Despite challenges, Hispanic millennials are future-focused and taking action toward their financial goals
- Seventy-one percent say the pandemic has influenced their financial values, or how they plan to spend and manage finances – more than non-Hispanic millennials (58%).
- Nearly one-third (32%) are now prioritizing saving and budgeting (vs. 28% of non-Hispanic millennials), and 27% are more focused on their individual financial goals and self-improvement (vs. 22%).
- Nearly half of Hispanic millennials (48%) plan to start an emergency fund following the pandemic (vs. 36% of non-Hispanic millennials) – and 21% have already started saving (vs. 16%).
The study was conducted June 14 – 28, 2021 by Ipsos in English and Spanish and is based on nationally representative probability samples of 1,015 general population adults (age 18+), 515 Hispanic adults (age 18+) and 394 Hispanic Millennials (age 24-40). This survey was conducted using the Ipsos KnowledgePanel®, the largest and most well-established online probability-based panel that is representative of the adult US population. Panelists are scientifically recruited into this invitation-only panel via postal mailings to a random selection of residential addresses.

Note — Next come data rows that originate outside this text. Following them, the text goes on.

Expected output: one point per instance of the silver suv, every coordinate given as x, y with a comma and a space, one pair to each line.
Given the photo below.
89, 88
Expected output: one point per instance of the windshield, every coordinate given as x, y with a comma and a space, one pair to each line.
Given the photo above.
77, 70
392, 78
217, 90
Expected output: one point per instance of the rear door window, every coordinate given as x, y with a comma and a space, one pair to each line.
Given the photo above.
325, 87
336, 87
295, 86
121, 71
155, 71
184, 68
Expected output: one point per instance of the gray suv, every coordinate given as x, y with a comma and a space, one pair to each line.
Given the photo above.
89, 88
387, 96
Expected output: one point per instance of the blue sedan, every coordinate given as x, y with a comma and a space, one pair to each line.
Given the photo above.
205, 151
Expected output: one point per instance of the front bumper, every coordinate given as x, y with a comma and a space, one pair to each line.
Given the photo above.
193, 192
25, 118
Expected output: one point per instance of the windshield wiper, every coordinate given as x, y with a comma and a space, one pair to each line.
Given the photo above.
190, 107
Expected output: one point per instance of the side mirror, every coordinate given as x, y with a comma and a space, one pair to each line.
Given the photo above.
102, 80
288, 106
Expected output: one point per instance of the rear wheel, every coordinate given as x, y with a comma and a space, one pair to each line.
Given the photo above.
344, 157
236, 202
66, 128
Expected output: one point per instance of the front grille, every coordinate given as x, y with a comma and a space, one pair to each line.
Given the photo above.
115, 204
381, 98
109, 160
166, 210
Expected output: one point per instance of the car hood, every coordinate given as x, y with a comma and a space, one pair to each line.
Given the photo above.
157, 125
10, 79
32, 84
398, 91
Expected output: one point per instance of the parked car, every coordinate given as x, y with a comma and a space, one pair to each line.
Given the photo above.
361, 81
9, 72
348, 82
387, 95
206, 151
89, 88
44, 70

To ensure that non-internet households are included, Ipsos provides access to a tablet and internet connection to those who need them. Because of this probability-based sampling approach, KnowledgePanel findings can be reported with a margin of sampling error and projected to the general population. The margin of sampling error for general population sample is +/- 3.2 percentage points at the 95% confidence level, while the margin of sampling error for the Hispanic Adult and Hispanic Millennials are +/- 4.6 and 5.9, respectively.